Data Used in the Tutorials
Here are the data sources used throughout the tutorials, in order of appearance:
Census Population Estimates by County
A classic dataset used in data journalism education. From the Census Bureau’s Population Estimates office.
USDA Rural Development Investments Data
Data from the USDA covering grants, loans and other “investments” from the agency. Full data covers 2012 to 2024, though the tutorials use only 5 years. There is a data dictionary if needed.
NTSB Airplane Crash Data
The National Transportation Safety Board has civilian accident investigations going back to 1962 searchable online. The tutorials only use the last 5 years. Once you enter a search, the results are downloadable.

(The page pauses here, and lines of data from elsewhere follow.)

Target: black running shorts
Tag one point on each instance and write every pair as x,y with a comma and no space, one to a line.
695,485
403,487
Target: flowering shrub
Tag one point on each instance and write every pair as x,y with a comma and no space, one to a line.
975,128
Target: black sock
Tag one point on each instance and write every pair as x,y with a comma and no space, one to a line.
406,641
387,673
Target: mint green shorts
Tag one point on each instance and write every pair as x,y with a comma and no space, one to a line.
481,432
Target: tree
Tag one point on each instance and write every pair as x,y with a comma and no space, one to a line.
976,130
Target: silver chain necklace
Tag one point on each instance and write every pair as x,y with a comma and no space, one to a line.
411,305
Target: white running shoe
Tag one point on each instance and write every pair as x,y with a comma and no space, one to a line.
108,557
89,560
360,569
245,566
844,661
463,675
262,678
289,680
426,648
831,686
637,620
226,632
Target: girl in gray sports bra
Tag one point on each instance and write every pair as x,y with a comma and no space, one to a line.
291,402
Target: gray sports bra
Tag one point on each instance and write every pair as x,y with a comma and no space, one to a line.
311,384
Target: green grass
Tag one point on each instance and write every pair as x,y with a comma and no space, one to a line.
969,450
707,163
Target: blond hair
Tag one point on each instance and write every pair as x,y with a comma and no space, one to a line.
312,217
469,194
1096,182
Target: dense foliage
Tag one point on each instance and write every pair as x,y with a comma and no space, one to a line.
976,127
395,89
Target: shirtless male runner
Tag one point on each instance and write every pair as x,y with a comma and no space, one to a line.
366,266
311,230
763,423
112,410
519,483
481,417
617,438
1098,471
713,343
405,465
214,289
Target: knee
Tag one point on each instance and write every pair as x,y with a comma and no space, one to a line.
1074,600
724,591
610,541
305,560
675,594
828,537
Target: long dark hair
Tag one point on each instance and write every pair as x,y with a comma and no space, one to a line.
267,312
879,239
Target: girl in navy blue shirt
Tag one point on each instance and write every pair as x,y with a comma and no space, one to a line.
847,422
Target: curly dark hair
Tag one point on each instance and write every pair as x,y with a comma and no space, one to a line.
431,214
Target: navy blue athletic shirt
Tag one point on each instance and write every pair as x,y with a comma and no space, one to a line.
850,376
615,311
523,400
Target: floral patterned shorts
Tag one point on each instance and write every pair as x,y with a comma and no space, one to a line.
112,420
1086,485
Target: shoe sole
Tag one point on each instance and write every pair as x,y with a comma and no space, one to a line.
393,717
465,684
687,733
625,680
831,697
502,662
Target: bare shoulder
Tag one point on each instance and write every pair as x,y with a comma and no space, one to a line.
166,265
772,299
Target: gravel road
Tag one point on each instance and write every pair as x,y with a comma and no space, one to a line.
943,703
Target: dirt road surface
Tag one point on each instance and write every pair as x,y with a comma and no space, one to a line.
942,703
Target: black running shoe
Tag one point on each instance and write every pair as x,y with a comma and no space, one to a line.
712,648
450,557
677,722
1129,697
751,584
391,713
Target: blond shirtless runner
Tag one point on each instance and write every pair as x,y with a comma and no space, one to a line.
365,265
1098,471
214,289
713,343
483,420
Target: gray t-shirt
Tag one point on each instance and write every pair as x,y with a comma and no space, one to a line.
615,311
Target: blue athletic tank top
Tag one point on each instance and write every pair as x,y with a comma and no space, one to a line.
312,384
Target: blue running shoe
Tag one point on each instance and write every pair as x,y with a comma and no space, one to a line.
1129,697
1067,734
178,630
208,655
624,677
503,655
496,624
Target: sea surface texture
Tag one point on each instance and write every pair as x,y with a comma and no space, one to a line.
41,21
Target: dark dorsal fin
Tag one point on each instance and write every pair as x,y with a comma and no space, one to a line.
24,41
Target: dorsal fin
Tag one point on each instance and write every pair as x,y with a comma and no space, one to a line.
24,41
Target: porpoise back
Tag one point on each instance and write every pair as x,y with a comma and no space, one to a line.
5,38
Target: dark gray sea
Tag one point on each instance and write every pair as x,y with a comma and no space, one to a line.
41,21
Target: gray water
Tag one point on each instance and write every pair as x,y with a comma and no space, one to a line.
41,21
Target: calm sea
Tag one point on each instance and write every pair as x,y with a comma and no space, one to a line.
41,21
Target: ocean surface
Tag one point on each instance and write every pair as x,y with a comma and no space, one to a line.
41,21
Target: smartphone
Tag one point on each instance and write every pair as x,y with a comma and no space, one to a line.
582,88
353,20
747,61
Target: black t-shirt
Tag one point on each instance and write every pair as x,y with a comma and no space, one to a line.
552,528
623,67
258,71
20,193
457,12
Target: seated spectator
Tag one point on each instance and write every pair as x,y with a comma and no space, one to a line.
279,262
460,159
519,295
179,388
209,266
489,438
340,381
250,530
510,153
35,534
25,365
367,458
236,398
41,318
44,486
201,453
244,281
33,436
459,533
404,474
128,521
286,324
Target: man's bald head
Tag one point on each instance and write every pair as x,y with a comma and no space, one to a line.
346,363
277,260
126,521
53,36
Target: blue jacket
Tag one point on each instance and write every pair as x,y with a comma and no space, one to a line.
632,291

U.S. Department of Education College Scorecard Data
Warning: This dataset is not for the faint of heart. You can bulk download it all here, but it’s big (390 MB zipped) and really, really, clunky. There’s multiple tables, and the main table is more than 3000 columns wide. I use this data because it’s highly relevant to college students, but I have to do a lot of pre-processing to make it usable in this format.
U.S. Census Bureau Small Area Health Insurance Estimates (SAHIE) Program
Another Census Bureau program that is not The Census but very important. Data is cleanly organized and well documented. You can get it from an API or using Census data tools. Data going back to 2008.

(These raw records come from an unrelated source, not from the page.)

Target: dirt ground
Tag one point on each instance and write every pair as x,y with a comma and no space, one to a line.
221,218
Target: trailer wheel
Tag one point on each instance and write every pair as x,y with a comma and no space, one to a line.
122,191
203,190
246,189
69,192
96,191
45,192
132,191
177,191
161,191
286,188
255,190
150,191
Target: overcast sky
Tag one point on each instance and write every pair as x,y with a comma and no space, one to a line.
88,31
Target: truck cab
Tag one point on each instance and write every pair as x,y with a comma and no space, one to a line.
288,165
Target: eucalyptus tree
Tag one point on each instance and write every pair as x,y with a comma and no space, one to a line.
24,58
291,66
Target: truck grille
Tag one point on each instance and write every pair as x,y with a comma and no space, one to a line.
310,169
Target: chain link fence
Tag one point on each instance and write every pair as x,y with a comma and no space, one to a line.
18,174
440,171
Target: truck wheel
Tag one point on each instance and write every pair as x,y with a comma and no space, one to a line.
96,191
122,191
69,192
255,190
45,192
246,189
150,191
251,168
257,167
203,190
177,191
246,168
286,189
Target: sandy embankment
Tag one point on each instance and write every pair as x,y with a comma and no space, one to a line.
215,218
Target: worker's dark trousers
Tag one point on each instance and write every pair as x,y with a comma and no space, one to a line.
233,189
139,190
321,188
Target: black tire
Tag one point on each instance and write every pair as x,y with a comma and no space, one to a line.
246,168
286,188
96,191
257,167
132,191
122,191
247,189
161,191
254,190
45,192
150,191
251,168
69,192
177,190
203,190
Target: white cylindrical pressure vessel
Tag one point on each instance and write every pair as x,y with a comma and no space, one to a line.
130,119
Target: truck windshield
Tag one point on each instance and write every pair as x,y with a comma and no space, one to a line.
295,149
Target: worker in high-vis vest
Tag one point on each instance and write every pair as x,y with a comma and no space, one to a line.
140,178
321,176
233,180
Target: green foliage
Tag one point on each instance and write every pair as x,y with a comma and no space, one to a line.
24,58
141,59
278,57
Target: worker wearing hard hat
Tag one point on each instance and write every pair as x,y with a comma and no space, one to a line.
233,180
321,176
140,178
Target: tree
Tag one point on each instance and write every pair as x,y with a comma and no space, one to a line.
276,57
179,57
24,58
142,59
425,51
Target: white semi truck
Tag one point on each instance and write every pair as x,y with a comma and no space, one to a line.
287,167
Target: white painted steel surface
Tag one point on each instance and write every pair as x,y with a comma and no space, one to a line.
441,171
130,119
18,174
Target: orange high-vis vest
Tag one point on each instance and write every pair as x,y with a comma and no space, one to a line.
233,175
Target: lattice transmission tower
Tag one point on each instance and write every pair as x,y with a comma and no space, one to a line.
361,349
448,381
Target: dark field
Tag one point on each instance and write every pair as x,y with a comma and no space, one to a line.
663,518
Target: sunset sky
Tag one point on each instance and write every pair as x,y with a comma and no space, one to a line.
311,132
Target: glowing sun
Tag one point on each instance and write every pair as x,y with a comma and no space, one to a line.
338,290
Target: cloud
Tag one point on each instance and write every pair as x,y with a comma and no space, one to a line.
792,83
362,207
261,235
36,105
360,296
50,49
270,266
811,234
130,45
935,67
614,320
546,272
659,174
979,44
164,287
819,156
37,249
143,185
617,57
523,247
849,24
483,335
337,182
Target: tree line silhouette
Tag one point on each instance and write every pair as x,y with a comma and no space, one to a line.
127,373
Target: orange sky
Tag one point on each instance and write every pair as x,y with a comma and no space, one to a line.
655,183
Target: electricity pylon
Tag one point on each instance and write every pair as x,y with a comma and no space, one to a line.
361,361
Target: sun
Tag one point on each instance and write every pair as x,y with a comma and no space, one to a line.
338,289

U.S. Environmental Protection Agency Greenhouse Gas Reporting Program Data
Data from large emitting facilities regulated by the EPA. Data is currently 2023 only.

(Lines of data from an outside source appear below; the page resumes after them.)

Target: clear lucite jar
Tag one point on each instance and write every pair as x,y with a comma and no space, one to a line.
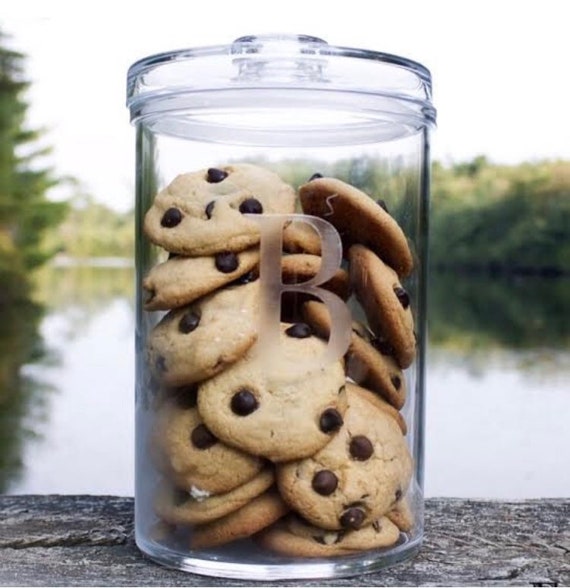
282,203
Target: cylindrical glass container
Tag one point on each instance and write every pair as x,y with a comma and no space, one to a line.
282,205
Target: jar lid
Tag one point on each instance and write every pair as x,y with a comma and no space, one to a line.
278,73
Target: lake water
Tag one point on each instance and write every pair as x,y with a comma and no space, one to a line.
498,389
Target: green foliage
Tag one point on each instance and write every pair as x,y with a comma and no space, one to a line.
507,219
25,211
91,229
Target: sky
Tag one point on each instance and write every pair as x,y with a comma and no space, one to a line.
501,73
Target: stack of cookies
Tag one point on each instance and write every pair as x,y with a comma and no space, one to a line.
310,464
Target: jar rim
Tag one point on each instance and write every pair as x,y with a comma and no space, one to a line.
288,62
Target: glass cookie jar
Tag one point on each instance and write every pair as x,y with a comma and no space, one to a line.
282,190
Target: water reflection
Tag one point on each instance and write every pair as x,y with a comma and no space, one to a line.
498,369
39,328
20,393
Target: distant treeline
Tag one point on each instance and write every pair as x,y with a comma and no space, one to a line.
484,217
501,219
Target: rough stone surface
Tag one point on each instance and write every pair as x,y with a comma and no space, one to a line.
88,541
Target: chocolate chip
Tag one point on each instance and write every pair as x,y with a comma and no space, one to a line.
251,206
244,403
160,364
227,262
402,296
361,448
189,322
210,208
179,497
202,437
382,204
330,421
171,218
215,175
352,518
186,396
324,482
299,331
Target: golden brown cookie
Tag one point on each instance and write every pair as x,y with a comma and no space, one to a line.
300,267
202,213
281,414
189,455
385,302
178,507
244,522
195,342
181,280
357,477
365,365
358,219
298,538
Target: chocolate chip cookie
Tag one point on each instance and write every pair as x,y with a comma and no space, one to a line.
357,477
280,414
195,342
202,213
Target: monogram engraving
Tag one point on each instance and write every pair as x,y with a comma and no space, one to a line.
272,286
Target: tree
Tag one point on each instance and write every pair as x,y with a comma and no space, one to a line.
25,210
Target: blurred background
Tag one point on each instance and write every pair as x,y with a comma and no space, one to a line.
498,381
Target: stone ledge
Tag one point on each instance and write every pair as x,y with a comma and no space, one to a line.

National Conference of State Legislatures Data on State Legislative Partisan Composition
Data comes in PDFs but are not very hard to format. Note: The Great State of Nebraska has a unicameral legislature, members of which are called senators, which is why the tutorials only focus on state senate compositions.
Groundhog Day Predictions Dataset from Groundhog-Day.com
The fun one of the bunch. If you follow the Get The Data link here you can bulk download the predictions going back many years. However, the further back, the thinner the data gets.